I took that as my moment to escape through the open door, but not before Damisa wriggled out of the imp’s hand and batted at my arm with her paw.
As I jogged down a darkened hallway and toward a door that I hoped would lead to a set of stairs and possibly an exit, I sent the cat a silent apology for not stopping to say hello. My belly roiled hard enough to burn the back of my throat. Right now, I couldn’t tell if this was anxiety or the gut-wrenching fear that my quest to restore Valentine to his former self was going to take much longer than I had imagined.
It took an hour of climbing stairs, wandering hallways, and doubling back through dead ends to reach the restored coffee shop. I ducked behind a waiter carrying a pyramid of oversized bonbons on a silver tray and slipped into Koffiek’s public area, passing humans and demons and other kinds of supernaturals either oblivious to or not caring about the atrocities that took place beneath the establishment’s sleek exterior.
A mousy haired human woman rose from her seat with a handsome incubus whose strawberry blond mane stretched down his back. I slowed my steps, keeping pace behind them as they continued past the fountain toward the domed exit, where a pair of oversized security guards opened the door and inclined their heads.
I hurried after them over the moat, blinking at the onslaught of sunlight.
The couple turned left toward a silver Aston Martin, which I assumed belonged to the incubus. I continued down the cobbled street toward a black limousine with a woman sitting in the driver’s seat. The tightness in my chest loosened, and I jogged past the incubus and his prey toward the vehicle and rapped on its tinted window.
The driver’s head shot up, and her brow furrowed into a frown. I continued knocking until the window slid down with a whirr.
“Who’s there?” She squinted out into a point several feet behind where I stood. The visor of her cap blocked most of the sunlight, making me wonder if she had grown accustomed to the darkest lakes of Hell.
“It’s Mera Griffin,” I said. “You can’t see me because I’m wearing Hades’ Helm. Are you waiting for me?”
“My lord mentioned that you would need transportation back to his office,” she replied. “Would you like to come inside?”
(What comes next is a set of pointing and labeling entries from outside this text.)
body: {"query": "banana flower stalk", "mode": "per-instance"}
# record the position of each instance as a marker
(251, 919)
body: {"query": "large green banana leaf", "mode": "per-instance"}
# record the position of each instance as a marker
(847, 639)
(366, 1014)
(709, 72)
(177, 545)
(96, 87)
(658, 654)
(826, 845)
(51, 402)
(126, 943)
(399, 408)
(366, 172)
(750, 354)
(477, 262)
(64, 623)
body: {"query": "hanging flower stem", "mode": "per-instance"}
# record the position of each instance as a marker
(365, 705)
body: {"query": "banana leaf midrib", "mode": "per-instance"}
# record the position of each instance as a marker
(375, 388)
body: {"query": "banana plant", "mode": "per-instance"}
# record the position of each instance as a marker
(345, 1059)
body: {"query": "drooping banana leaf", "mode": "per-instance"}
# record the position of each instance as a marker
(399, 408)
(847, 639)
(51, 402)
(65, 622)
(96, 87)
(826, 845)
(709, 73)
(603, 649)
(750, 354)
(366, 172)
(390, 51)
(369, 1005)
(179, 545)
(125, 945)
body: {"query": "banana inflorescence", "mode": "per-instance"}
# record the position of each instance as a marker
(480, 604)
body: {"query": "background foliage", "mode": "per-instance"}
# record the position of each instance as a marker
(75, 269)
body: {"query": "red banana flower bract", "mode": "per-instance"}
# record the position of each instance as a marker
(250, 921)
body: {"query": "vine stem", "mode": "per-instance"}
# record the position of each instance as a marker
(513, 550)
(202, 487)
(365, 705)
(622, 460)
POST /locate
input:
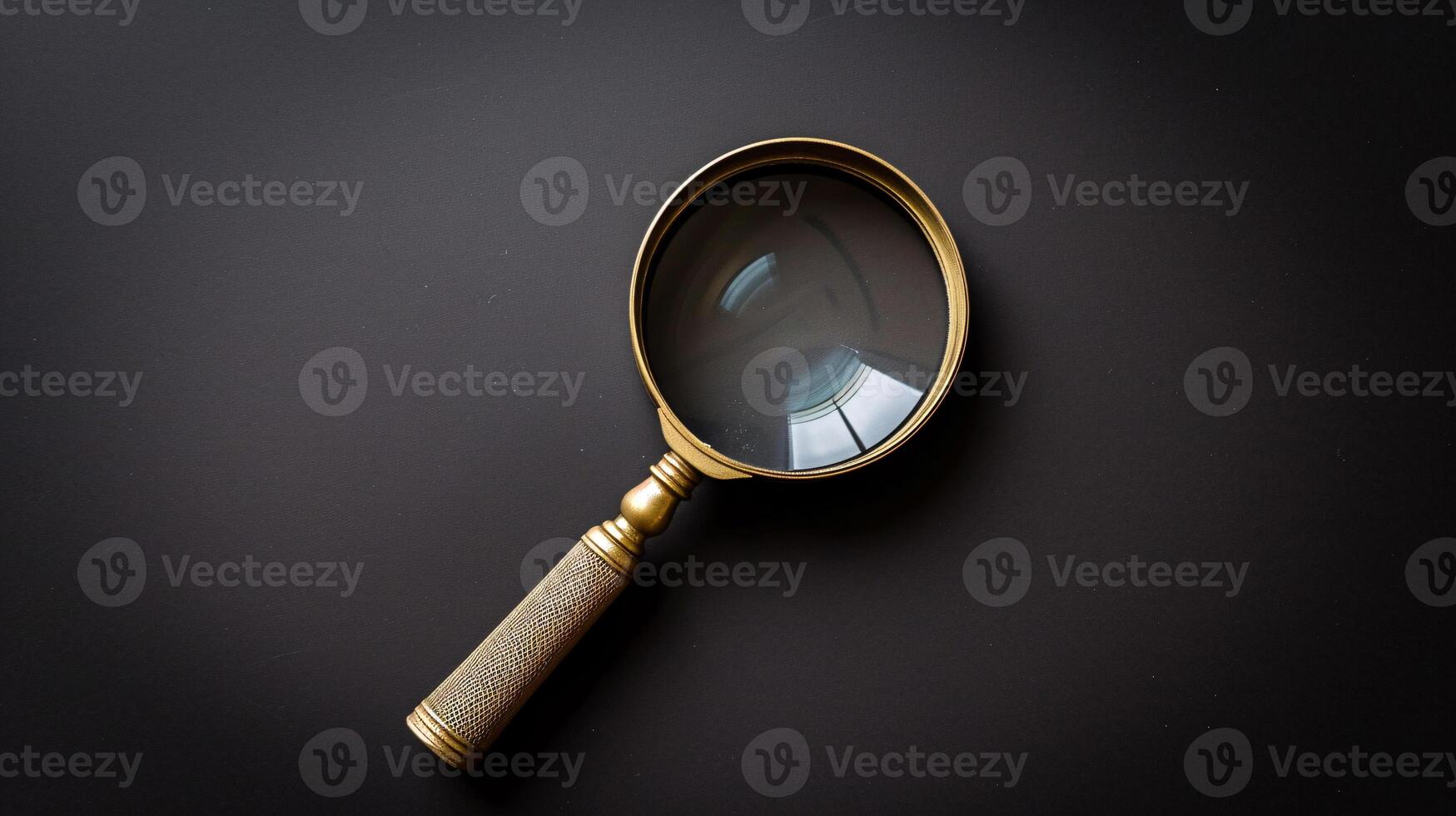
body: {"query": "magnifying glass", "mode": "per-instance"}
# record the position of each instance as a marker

“Actually, there’s something urgent I need to take care of before I meet with Hades,” I lied. The Demon King was the last person I wanted to know about my failure to save Valentine. Not when he had spies in Koffiek who might sabotage my attempt to find Valentine’s missing ashes.
“Where would you like me to take you?” asked the driver.
I licked my dry lips as I worked through my options. If I confided in Captain Zella, she would tell the Supernatural Council about Valentine’s predicament, which was as good as texting the news directly to the Fifth Faction of Hell. Lazarus barely tolerated me and he was too preoccupied with taking care of Beatrice to help. I wasn’t sure about Valentine’s other brothers—they would probably welcome the chance to restore Valentine, but my encounters with the others had been problematic.
My only choice remained Kain, who was currently confined to the palace until Prince Draconius forced him to become the Vampire King, so he could rule Logris for the next few centuries.
“Could you take me to the palace in Lamia, please?”
Inclining her head, the driver pressed a button that made the passenger door swing open. Part of me hoped that Nut and Geb were waiting for me inside the limousine, but that would have been impossible. The twins weren’t the type to leave a client to the mercy of anyone, and they certainly wouldn’t duck out of a fight.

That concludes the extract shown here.